Existing reports of ureteral fibroepithelial polyps diagnosed on CT are limited. In 1989, Oesterling et al.4 described a case of distal ureteral polyp evaluated by multiplanar CT. In 2002, Bellin et al.5 reported a case in which a single ureteral polyp was detected on CT and described some suggestive features, including an elongated lesion attached to the ureteral wall surrounded by contrast material. Furthermore, ureteral fibroepithelial polyps show soft-tissue attenuation and enhancement after contrast injection and can cause ureteral stenosis and hydronephrosis. The excretory phase plays a pivotal role in the diagnosis of ureteral fibroepithelial polyps, characterized by the identification of smooth, elongated intraluminal filling defects or corkscrew configuration.4,5 In our case, the polyps were observed at the pelvic segment, which caused hydronephrosis. The lesions appeared as smooth, elongated filling defects along the stenosis segment on the excretory phase, which is similar to the findings described by previous reports.

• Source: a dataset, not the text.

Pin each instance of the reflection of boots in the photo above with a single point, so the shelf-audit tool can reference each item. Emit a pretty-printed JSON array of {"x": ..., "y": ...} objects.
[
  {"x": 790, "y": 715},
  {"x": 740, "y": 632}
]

Percutaneous nephroscopic resection is the optimal treatment method for ureteral polyps because this procedure is minimally invasive. Intravenous urography is an essential postoperative follow-up modality for recurrent lesions.1, 2, 3, 4, 5
Conclusion
Ureteral fibroepithelial polyps are rare, benign tumors of the ureter. A preoperative diagnosis of fibroepithelial polyps should be considered when CT imaging reveals ureteral obstructions associated with smooth intraluminal filling defects or a corkscrew appearance on the excretory phase and other causes of obstruction have been excluded. Percutaneous nephroscopic resection is an effective treatment method for these benign polyps.